Fitch, böyle bir durumda hükümetin müdahale etmesi riskinin artacağını aktardı.
Fitch’e göre Türkiye bankacılık sektörünün 90 milyar dolar değerindeki likiditesi kısa vadeli piyasa koşullarını karşılamak için yeterli.
Ancak piyasadaki herhangi bir olumsuz durumun yaşanması takdirinde bu tablo değişebilir.
Kurumun tahminlerine göre bankacılık sektörünün yabancı para kaynaklarının yaklaşık yarısı, zorunlu karşılık yükümlülükleri gereğince Merkez Bankası bünyesinde yer alıyor.
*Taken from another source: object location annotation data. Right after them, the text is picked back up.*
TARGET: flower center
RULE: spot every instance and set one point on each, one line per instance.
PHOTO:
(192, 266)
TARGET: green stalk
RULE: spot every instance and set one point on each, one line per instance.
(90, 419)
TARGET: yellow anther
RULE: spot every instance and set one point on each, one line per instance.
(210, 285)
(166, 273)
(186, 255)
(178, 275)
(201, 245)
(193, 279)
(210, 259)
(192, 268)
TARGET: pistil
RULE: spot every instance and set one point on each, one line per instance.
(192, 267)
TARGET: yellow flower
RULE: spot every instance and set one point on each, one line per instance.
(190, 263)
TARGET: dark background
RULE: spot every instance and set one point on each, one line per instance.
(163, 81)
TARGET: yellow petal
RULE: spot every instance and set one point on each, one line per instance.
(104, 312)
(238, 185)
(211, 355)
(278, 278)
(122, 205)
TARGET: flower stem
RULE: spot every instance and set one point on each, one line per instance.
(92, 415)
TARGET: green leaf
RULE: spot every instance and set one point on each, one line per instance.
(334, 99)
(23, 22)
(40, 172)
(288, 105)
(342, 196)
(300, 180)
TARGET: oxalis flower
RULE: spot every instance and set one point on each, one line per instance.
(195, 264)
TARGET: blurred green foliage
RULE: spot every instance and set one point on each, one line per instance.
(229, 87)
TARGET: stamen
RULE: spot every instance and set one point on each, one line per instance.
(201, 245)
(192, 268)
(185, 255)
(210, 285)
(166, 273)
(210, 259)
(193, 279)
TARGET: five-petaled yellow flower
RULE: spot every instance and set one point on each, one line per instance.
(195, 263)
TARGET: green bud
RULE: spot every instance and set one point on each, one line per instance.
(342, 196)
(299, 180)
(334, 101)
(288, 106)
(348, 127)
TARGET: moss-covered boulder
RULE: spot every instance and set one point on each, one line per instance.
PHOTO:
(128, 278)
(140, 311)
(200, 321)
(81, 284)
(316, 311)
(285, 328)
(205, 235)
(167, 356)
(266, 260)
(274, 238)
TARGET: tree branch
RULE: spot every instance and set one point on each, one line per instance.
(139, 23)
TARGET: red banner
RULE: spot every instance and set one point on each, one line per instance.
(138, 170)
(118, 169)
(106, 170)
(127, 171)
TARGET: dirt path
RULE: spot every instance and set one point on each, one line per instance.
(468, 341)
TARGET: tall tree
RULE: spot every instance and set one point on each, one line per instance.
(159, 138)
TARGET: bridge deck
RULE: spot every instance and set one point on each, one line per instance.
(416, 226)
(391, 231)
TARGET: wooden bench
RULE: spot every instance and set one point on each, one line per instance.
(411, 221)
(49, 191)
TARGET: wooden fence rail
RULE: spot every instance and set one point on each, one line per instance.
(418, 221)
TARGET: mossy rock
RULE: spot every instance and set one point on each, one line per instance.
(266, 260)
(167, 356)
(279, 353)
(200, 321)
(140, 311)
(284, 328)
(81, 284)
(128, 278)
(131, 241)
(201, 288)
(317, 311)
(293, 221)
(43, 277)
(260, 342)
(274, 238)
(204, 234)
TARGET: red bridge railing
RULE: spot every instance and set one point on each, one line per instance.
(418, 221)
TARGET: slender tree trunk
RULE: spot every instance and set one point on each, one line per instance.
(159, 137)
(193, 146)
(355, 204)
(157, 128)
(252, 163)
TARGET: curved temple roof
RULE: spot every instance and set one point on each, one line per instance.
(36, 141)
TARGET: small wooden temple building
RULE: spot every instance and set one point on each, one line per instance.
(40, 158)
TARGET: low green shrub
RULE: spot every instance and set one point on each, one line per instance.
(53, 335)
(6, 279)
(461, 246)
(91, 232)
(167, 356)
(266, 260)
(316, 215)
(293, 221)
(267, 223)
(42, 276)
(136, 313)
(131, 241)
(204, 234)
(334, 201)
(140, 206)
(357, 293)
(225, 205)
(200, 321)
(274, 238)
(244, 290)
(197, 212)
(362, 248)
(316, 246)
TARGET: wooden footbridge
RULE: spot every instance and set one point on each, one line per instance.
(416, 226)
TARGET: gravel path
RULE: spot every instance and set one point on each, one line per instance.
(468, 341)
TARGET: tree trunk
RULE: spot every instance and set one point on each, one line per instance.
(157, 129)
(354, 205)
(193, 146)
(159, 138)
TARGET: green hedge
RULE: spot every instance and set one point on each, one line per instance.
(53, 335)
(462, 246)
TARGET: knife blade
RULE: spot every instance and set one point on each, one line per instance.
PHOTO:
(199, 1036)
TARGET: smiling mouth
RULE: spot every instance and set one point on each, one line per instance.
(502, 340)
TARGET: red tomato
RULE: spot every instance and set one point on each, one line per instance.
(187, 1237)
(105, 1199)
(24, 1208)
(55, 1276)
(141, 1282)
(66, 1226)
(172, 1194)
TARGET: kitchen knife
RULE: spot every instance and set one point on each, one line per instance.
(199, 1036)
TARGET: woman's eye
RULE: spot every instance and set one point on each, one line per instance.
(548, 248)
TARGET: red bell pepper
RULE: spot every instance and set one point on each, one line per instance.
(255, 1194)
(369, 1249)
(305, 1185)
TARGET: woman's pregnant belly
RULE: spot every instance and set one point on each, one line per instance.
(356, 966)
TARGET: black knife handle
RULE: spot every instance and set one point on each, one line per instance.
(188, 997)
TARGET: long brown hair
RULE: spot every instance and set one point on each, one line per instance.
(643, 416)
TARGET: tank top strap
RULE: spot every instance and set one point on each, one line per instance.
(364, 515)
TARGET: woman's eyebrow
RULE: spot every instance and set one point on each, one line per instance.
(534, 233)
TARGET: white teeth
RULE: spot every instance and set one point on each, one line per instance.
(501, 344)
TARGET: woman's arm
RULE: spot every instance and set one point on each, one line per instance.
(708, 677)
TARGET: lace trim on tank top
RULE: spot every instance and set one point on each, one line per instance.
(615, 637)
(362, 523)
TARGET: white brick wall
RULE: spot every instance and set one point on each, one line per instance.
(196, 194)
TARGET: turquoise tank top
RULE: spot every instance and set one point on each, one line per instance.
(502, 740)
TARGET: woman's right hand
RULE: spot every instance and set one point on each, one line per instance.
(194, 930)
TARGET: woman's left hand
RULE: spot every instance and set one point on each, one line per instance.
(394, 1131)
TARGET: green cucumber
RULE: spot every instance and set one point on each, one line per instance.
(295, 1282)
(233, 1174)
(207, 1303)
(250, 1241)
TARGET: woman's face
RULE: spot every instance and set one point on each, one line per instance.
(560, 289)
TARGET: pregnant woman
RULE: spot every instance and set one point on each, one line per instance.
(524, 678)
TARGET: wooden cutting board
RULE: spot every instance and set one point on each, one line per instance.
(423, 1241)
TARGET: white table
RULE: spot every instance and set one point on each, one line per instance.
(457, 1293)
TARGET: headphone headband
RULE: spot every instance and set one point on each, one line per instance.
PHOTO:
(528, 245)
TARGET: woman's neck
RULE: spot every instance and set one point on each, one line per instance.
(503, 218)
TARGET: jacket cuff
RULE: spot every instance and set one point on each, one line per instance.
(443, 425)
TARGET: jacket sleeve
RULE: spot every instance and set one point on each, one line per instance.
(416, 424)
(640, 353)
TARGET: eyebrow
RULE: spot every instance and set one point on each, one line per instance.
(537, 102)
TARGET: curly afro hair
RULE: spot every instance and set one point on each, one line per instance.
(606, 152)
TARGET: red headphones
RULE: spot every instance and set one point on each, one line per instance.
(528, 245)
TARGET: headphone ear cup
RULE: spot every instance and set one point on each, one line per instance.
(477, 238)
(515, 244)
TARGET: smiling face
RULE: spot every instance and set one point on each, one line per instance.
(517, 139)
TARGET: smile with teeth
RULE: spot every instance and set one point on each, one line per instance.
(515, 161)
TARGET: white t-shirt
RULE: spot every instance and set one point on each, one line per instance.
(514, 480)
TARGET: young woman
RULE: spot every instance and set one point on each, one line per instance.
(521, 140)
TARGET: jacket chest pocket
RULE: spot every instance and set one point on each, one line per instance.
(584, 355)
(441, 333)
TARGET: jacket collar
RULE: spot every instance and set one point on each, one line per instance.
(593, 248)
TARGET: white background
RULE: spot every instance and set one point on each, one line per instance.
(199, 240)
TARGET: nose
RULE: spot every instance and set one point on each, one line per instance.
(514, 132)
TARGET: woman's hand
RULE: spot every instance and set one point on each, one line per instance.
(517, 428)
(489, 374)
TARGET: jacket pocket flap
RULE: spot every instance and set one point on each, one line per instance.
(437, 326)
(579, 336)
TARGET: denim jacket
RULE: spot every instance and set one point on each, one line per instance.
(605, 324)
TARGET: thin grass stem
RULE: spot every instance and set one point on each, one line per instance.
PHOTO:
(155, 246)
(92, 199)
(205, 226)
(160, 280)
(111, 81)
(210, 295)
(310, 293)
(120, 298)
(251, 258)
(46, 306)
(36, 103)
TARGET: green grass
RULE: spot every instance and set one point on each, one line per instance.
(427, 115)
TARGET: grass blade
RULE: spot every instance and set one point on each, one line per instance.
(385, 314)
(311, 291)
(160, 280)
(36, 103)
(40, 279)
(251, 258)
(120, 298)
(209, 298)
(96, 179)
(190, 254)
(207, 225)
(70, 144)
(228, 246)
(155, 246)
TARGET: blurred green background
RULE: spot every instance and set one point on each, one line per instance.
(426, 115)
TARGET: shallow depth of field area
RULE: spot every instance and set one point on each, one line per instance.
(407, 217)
Sektörün döviz kaynaklarının yüzde 25’inin ise teminatsız Türk eurobondlarından oluştuğu hesaplanıyor.
Fitch’e göre piyasalarda stres yaratacak bir durumun oluşması takdirinde bankaların bu likiditeyi kullanması zor; bu da Merkez Bankası’ndan kaynaklarını hızlıca temin edemeyecekleri olasılığından kaynaklanıyor.
Aynı zamanda piyasadaki oynaklığın arttığı durumlarda Türkiye devletinin ihraç ettiği eurobondların da hızlıca likiditeye dönüştürülemeyeceği vurgulanıyor.
Kısa vadeli borç halen yüksek
Fitch, bankaların dış borcunun ilk altı ay sonunda 125 milyar dolara düştüğünü, ancak kısa vadeli borcun 83 milyar dolar ile yüksek kalmaya devam ettiğini belirtti.
Kurum, 2023’te sektörün dış borcunun düşmeye devam edeceğini ve kısa vadeli borca doğru bir kayış olacağı tahmininde bulunurken buna gerekçe olarak riskten kaçınma eğilimini gösterdi.
Fitch, Temmuz ayında yaptığı açıklamasında Türkiye'nin kredi notunu B+'dan B'ye indirerek görünümünü "negatif" olarak teyit etmişti.
Fitch, aldığı bu karara yükselen enflasyonu ve ekonomiyle ilgili endişeleri gerekçe olarak gösterdi.